TalkEdit/FEATURES.md

# TalkEdit — Feature Roadmap

Features are grouped by priority. Check off items as they are implemented.

---

## 🔴 High Priority — Core editing gaps

- [x] [#001] **Cut / Mute sections** — select a time range and choose to cut (remove entirely) or mute (silence audio while video continues). Cut sections show as red overlays, mute sections as transparent blue overlays on the timeline over the transcript text and audio waveform. Backend: `ffmpeg -af volume=0` for mute, time-based cutting for removal.

- [x] [#002] **Silence / pause trimmer (in progress)** — detect pauses using min duration (ms) + amplitude threshold (dB), then apply detected pauses as cut ranges.

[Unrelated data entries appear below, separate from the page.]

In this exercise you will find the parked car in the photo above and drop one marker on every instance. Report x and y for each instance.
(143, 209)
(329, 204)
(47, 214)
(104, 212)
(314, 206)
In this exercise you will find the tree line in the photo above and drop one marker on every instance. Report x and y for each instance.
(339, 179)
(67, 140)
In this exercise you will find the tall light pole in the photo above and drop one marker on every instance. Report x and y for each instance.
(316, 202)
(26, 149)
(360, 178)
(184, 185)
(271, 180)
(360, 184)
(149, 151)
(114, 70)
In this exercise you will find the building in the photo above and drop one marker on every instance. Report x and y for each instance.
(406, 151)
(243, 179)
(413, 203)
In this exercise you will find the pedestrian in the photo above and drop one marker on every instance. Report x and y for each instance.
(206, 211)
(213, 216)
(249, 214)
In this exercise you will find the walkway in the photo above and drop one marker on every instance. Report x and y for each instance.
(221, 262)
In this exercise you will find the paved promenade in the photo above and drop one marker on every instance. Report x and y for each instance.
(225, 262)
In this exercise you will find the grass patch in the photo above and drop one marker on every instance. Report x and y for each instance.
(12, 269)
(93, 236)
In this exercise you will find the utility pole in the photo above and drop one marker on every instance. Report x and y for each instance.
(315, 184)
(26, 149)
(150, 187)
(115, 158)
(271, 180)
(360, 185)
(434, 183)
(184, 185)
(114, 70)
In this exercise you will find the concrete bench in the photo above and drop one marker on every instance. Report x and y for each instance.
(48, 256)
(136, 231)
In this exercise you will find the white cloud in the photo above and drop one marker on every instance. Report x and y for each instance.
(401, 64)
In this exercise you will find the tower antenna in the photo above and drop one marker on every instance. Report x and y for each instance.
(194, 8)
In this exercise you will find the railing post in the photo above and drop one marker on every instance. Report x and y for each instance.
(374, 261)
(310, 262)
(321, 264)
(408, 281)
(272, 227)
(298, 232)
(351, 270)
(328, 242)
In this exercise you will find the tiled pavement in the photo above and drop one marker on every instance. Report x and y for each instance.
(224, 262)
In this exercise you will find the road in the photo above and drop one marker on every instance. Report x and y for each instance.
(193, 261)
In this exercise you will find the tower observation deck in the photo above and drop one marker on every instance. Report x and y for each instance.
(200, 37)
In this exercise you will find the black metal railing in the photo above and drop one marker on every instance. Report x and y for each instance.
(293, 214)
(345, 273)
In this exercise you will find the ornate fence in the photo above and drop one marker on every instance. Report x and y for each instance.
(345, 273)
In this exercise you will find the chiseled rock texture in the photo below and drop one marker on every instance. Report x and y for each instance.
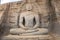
(51, 7)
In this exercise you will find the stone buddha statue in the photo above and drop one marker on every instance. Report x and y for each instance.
(29, 23)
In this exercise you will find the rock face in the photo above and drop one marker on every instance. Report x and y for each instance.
(29, 18)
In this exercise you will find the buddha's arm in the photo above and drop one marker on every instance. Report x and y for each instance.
(21, 22)
(1, 17)
(37, 21)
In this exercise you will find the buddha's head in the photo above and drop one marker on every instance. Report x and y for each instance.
(28, 7)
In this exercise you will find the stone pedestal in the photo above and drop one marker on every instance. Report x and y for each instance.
(34, 37)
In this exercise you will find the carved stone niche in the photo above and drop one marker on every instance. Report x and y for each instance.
(26, 25)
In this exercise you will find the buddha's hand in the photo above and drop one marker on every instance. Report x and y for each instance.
(25, 28)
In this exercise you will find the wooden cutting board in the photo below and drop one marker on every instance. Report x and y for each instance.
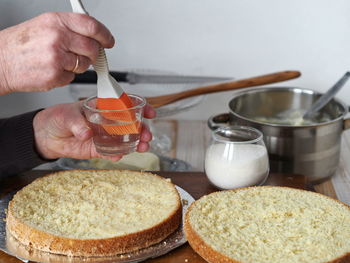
(195, 183)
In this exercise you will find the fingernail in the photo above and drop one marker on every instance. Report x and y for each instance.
(85, 133)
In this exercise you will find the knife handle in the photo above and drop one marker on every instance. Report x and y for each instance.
(90, 77)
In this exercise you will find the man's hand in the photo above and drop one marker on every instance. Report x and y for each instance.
(41, 53)
(62, 131)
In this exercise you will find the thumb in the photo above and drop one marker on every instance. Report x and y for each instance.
(81, 131)
(79, 126)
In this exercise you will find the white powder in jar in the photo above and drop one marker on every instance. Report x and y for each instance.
(231, 166)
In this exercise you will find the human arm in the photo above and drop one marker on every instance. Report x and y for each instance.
(58, 131)
(40, 54)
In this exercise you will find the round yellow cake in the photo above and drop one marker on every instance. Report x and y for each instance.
(269, 225)
(94, 212)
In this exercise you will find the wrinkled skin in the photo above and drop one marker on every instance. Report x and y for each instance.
(40, 54)
(61, 131)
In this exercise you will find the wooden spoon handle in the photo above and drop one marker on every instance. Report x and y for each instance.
(249, 82)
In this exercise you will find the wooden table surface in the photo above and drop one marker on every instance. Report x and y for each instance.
(195, 183)
(191, 138)
(189, 141)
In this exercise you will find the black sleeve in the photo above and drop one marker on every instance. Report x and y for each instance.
(17, 150)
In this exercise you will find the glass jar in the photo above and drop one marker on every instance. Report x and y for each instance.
(236, 157)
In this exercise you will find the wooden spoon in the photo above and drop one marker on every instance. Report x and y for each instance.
(159, 101)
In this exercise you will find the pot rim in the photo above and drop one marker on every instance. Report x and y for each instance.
(288, 88)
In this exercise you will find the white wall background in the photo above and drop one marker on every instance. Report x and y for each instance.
(208, 37)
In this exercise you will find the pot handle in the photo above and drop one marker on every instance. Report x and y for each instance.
(218, 120)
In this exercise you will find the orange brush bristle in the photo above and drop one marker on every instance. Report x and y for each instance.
(131, 126)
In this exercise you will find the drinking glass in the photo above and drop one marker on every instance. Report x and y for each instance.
(115, 131)
(236, 157)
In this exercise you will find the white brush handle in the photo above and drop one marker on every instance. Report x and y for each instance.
(107, 86)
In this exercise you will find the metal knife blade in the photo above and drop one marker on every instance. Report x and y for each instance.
(89, 77)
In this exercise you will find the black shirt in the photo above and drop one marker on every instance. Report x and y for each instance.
(17, 147)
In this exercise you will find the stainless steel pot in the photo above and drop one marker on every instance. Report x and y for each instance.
(311, 150)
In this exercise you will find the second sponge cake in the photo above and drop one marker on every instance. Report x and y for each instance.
(94, 212)
(269, 225)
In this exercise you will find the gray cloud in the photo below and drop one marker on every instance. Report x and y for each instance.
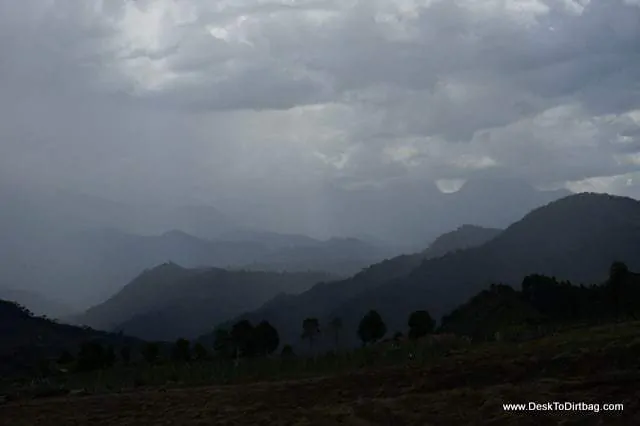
(275, 100)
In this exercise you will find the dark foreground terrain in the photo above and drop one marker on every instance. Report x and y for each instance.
(464, 387)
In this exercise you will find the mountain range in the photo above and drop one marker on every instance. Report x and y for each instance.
(575, 238)
(169, 301)
(82, 249)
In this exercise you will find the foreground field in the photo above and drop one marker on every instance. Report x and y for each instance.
(467, 387)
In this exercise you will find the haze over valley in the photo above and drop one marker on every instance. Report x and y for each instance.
(388, 212)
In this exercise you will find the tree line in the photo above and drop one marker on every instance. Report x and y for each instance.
(555, 301)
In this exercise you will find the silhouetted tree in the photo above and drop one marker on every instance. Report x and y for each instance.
(266, 338)
(181, 351)
(310, 329)
(222, 343)
(336, 328)
(287, 351)
(243, 339)
(420, 324)
(109, 357)
(371, 328)
(617, 273)
(91, 356)
(125, 354)
(65, 358)
(151, 352)
(200, 352)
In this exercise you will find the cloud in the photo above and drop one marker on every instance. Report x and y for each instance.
(168, 98)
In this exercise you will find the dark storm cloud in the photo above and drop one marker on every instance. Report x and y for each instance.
(210, 99)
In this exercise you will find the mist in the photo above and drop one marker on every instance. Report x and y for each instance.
(386, 122)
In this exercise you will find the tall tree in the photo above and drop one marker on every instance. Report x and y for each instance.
(371, 328)
(200, 352)
(151, 352)
(617, 273)
(222, 343)
(310, 329)
(266, 338)
(242, 335)
(181, 351)
(336, 328)
(420, 324)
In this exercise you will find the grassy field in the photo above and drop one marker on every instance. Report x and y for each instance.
(466, 385)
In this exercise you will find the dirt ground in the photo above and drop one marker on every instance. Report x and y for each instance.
(439, 395)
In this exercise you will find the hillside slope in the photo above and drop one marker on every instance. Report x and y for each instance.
(286, 312)
(26, 339)
(170, 301)
(575, 238)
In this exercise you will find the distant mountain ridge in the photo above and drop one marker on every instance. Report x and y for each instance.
(574, 238)
(169, 301)
(287, 311)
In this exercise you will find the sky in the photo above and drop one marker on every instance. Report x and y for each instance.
(222, 102)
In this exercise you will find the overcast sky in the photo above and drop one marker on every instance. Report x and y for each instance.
(220, 99)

Initial endpoint: `/audio/detect-silence`; UI includes filter controls and an "Apply As Cuts" action.

- [x] [#003] **Operation-level undo for batch actions** — explicit undo entry for actions like "Apply Silence Trim" so one shortcut/click reverts the whole operation, while still allowing normal fine-grained undo/redo steps.

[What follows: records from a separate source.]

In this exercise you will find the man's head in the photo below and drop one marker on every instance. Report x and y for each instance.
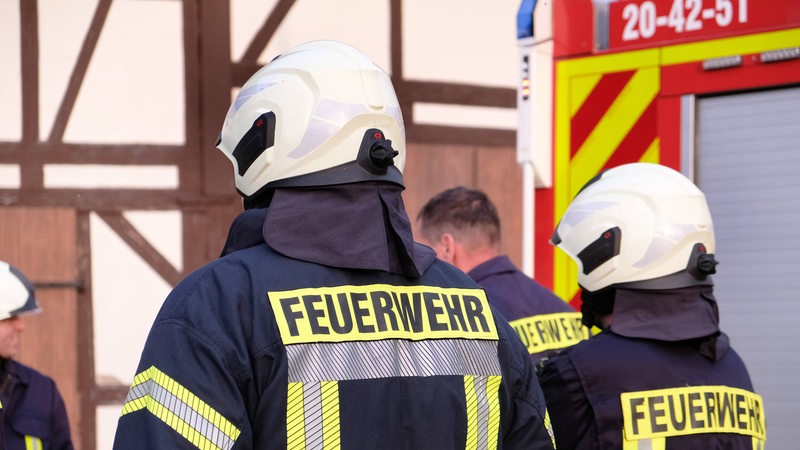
(16, 299)
(320, 114)
(462, 225)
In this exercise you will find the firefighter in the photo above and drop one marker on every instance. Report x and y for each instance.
(463, 227)
(32, 412)
(323, 324)
(660, 374)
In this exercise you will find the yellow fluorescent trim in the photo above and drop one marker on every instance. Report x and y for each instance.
(692, 410)
(380, 311)
(550, 331)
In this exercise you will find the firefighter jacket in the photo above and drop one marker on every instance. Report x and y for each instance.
(258, 350)
(32, 411)
(634, 392)
(545, 323)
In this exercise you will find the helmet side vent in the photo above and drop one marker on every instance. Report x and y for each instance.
(601, 250)
(259, 138)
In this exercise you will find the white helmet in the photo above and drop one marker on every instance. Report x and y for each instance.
(16, 293)
(320, 114)
(640, 225)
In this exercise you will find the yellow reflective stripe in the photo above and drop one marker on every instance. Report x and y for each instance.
(381, 311)
(181, 410)
(472, 412)
(550, 331)
(330, 415)
(33, 443)
(692, 410)
(493, 421)
(295, 418)
(312, 416)
(483, 411)
(548, 425)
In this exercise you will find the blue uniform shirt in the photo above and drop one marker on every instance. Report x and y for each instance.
(32, 413)
(258, 350)
(545, 323)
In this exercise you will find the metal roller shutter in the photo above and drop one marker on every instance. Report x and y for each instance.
(747, 161)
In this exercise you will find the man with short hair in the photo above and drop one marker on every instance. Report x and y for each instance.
(463, 227)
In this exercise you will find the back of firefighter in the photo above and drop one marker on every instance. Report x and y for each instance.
(661, 374)
(323, 325)
(463, 227)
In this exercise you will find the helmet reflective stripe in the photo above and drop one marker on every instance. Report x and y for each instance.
(16, 293)
(321, 97)
(633, 223)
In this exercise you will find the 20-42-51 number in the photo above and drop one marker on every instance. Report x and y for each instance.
(642, 20)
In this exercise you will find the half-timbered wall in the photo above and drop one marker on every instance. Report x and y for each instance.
(111, 190)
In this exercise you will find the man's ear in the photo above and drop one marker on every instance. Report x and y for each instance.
(448, 247)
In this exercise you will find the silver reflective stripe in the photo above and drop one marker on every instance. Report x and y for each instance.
(154, 391)
(361, 360)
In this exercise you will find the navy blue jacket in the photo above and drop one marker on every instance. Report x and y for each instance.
(545, 323)
(257, 350)
(31, 409)
(689, 394)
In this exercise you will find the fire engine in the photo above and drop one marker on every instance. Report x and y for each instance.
(708, 87)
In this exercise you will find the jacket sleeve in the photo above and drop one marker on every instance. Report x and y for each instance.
(526, 426)
(569, 410)
(59, 422)
(187, 391)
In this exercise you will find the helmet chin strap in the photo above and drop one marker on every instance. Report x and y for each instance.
(595, 305)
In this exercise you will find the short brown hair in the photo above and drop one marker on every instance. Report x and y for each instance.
(466, 213)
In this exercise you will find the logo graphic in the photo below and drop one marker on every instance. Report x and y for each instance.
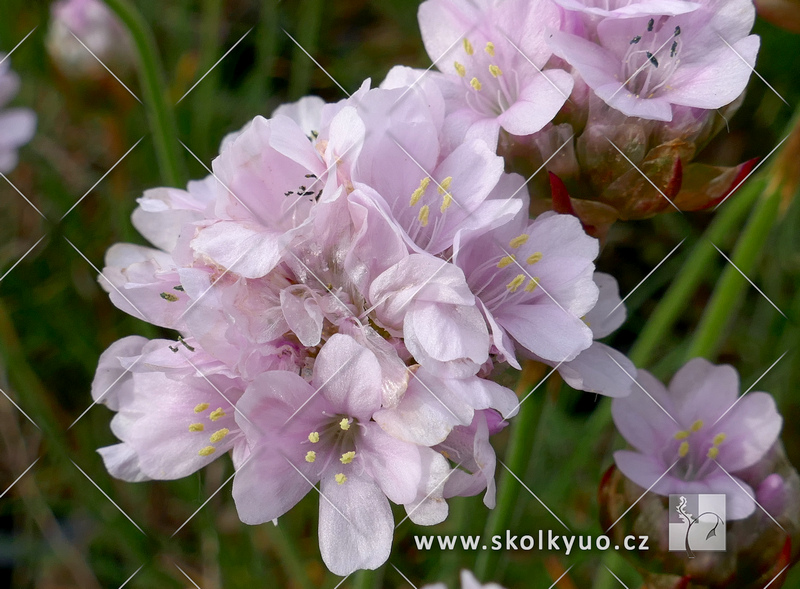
(696, 523)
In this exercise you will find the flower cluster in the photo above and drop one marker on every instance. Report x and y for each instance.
(17, 125)
(344, 284)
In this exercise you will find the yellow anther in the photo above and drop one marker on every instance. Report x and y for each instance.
(534, 282)
(684, 449)
(424, 212)
(447, 200)
(445, 185)
(534, 257)
(516, 283)
(207, 451)
(417, 194)
(507, 261)
(519, 241)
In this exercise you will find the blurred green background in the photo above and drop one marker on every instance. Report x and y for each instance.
(58, 530)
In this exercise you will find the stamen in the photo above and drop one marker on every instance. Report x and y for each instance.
(507, 261)
(534, 257)
(519, 241)
(468, 47)
(516, 283)
(424, 212)
(684, 449)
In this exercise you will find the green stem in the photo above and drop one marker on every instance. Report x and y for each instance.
(159, 111)
(719, 312)
(523, 432)
(696, 268)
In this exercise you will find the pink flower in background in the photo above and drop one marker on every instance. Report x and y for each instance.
(492, 54)
(644, 65)
(17, 125)
(700, 424)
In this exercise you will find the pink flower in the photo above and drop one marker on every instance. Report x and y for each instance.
(700, 425)
(493, 54)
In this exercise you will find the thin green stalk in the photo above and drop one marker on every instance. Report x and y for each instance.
(159, 111)
(523, 433)
(697, 266)
(718, 314)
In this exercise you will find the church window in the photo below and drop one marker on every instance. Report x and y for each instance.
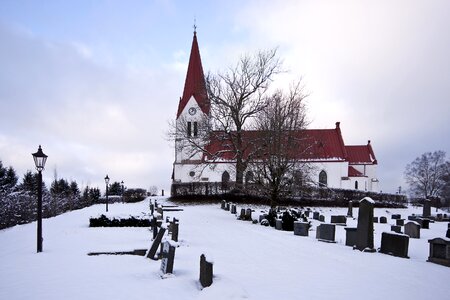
(322, 178)
(225, 180)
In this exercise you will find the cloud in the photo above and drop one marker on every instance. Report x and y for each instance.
(90, 119)
(381, 68)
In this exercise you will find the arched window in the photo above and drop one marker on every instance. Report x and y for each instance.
(249, 177)
(323, 178)
(225, 180)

- [x] [#004] **Grouped silence-trim zones (editable batch)** — when pauses are applied, tag them as a batch (`trim_group_id`) so the user can: (1) delete all zones from that auto-trim pass at once, and (2) still select/resize/delete individual zones independently.

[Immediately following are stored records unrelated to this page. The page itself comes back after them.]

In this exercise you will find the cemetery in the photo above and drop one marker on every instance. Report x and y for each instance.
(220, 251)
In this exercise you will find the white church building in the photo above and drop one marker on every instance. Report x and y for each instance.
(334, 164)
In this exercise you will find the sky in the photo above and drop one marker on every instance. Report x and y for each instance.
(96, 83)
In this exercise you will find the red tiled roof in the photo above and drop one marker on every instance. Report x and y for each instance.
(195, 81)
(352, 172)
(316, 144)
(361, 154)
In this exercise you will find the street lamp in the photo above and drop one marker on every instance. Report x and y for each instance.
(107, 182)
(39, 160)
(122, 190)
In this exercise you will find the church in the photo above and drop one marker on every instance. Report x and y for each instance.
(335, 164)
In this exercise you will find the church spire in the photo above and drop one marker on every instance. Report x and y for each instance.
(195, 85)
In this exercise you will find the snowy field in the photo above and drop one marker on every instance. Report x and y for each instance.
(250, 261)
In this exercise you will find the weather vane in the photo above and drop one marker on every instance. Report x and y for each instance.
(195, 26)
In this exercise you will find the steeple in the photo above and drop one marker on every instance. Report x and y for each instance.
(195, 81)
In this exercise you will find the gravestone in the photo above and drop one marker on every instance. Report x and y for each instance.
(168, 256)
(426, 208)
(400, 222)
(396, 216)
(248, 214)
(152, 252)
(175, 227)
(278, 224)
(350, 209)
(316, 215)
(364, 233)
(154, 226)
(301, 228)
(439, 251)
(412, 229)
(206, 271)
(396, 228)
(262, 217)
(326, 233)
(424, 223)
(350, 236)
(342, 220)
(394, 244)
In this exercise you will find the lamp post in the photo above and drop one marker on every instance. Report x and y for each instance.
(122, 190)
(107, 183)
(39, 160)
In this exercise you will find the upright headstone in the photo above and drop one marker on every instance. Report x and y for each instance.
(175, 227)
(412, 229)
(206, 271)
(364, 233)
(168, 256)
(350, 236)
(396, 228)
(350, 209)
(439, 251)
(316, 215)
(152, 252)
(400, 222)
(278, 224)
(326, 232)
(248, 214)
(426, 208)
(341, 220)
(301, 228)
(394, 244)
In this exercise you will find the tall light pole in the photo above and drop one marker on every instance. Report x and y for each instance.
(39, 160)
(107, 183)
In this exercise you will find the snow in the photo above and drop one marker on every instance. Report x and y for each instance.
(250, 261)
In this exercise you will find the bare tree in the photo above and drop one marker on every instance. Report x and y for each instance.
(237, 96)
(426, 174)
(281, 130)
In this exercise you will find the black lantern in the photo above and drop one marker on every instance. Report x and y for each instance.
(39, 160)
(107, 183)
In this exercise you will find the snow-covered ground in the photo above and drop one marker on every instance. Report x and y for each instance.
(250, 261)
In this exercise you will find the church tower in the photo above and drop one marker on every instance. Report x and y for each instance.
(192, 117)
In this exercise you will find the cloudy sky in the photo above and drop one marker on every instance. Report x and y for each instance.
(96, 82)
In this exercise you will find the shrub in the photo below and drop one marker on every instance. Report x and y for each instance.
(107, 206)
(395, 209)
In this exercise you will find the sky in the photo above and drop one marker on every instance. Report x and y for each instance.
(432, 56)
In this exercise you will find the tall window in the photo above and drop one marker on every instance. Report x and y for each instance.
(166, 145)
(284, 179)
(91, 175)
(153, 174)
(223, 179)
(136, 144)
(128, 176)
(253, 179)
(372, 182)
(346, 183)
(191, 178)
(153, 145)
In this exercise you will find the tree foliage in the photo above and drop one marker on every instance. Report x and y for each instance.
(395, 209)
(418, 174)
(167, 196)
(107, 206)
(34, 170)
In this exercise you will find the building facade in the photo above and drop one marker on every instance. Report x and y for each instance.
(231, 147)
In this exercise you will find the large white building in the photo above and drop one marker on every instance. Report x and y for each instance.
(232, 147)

- [x] [#005] **Edit silence-trim group settings after apply** — allow reopening a trim group and changing its detection settings (min pause ms, threshold dB, pre/post buffers), then reapplying updates to that group without affecting unrelated edits.

- [x] [#006] **Volume / gain control** — per-selection or global audio gain slider. Every editor has this. Descript users constantly complain it's missing. Backend: `ffmpeg -af volume=Xdb`.

- [x] [#007] **Speed adjustment (4th zone type)** — add speed zones as the fourth editable timeline/transcript zone type (after cut, mute, gain), allowing slow/fast playback per range or globally. Backend: `ffmpeg -filter:v setpts` + `atempo`. Common use case: slightly speed up boring sections.

- [x] [#008] **Cut preview** — before committing a delete, play what the audio will sound like with that section removed (pre-listen across the edit point). Pure frontend using Web Audio API — splice the AudioBuffer and play the join.

- [x] [#009] **Timeline shows output length** — deleted regions should visually collapse (or show as narrow gaps) so the user sees the *output* duration, not just the source duration.

---

## 🟡 Medium Priority — Widely expected features

- [x] [#010] **Transcript search (Ctrl+F)** — find words/phrases in the transcript and highlight matches. Pure frontend. Critical for long-form content. Jump between matches with Enter.

- [x] [#011] **Mark In / Out + delete (I / O keys)** — keyboard shortcuts to mark a time range on the timeline, then delete it. Faster than click-dragging words. Store the in/out points in state, `Delete` removes them.

- [ ] [#012] **Low-confidence word highlighting** — WhisperX already returns `confidence` per word. Words below a threshold (e.g. < 0.6) should be visually underlined or tinted so the user knows where to double-check.

- [ ] [#013] **Re-transcribe selection** — if Whisper gets a section wrong, let the user select a word range and re-run transcription on just that segment (optionally with a different model or language).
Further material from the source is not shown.